Covid-19 delays Srikalahasthi Pipes’ expansion plans

M Ramesh Chennai | Updated on June 07, 2020

Srikalahasthi Pipes (NSE: SRIPIPES), which makes ductile iron pipes for water supply, was finding the going pretty good for most part of 2019-20.

Since water projects are generally funded by multilateral funding agencies, the business was almost recession-proof. And then the Covid-19 pandemic hit the world.

The immediate effect of the pandemic on Srikalahasthi Pipes (SPL) was that it missed its coveted target of volume sales of 300,000 tonnes by a whisker.

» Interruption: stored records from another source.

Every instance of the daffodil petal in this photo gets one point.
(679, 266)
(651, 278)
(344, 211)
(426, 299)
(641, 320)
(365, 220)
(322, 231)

Due to the lost last month, it ended up selling 285,848 tonnes of pipes. It still managed to achieve a turnover of ₹172 crore, up 7.2 per cent, and a record net profit of ₹187 crore—helped by benign prices of raw materials (mainly Australian coking coal)--and paid a dividend of ₹7 a share (70 per cent), a rupee more than for the previous year to compensate the shareholders for dividends not being exempt from taxes now.

On the overall, SPL’s Whole-time Director, Gauri Shankar Rathi, looks back at the year with a grin of satisfaction, but the current year is different.

Current year forecast

The pandemic has impacted the company from two directions. First, though it has re-started operations at its plant in Kalahasthi, Andhra Pradesh, absenteeism is hurting. Second, the company had hoped to commission its expanded facilities, which would raise capacity by 500,000 tonnes a year from 300,000 tonnes now, is going to be delayed by at least six months because some critical equipment, sourced from China, cannot come in time.

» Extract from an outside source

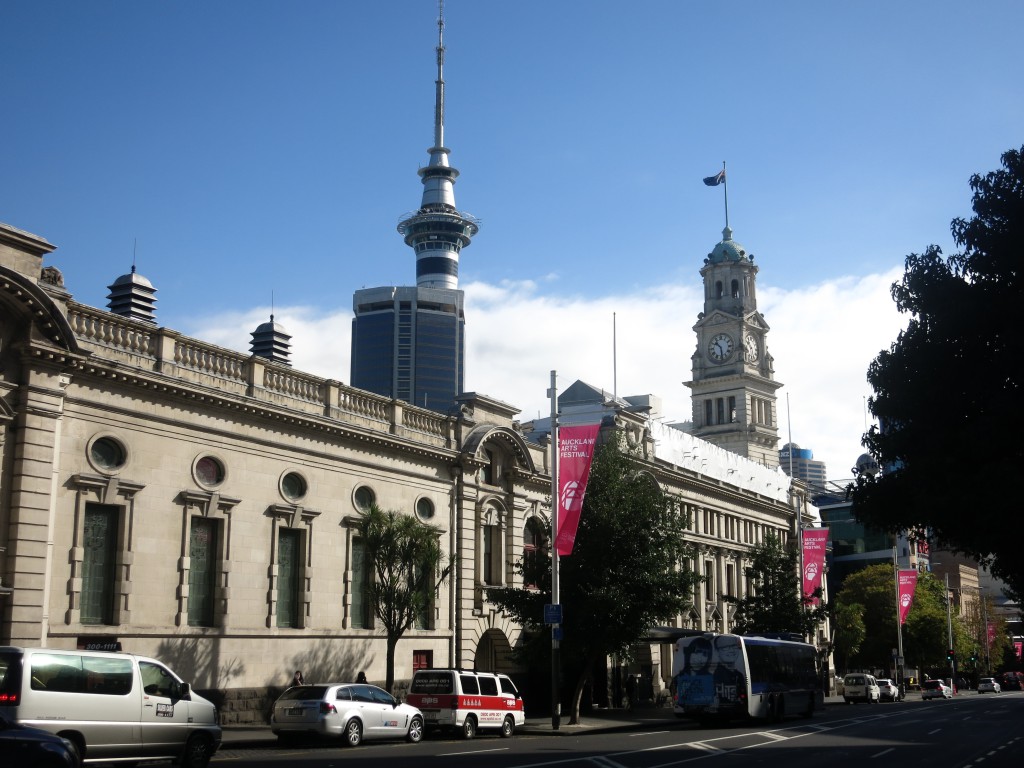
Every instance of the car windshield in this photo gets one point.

By the looks of it, the new facility will be ready for next year—the current year will get no benefit from the enhanced capacity.

One sees the effect of the pandemic in SPL’s financial statements. Trade receivables have risen sharply to ₹541 crore from ₹305 crore earlier. Borrowings, under ‘current liabilities’ have gone up to ₹371 crore, from ₹187 crore.

In sum, SPL will have to grit its teeth and wait out the current year even if it has enough orders on hand to last the entire year. Rathi hopes that 2021-22 will be a better one, with new orders flowing.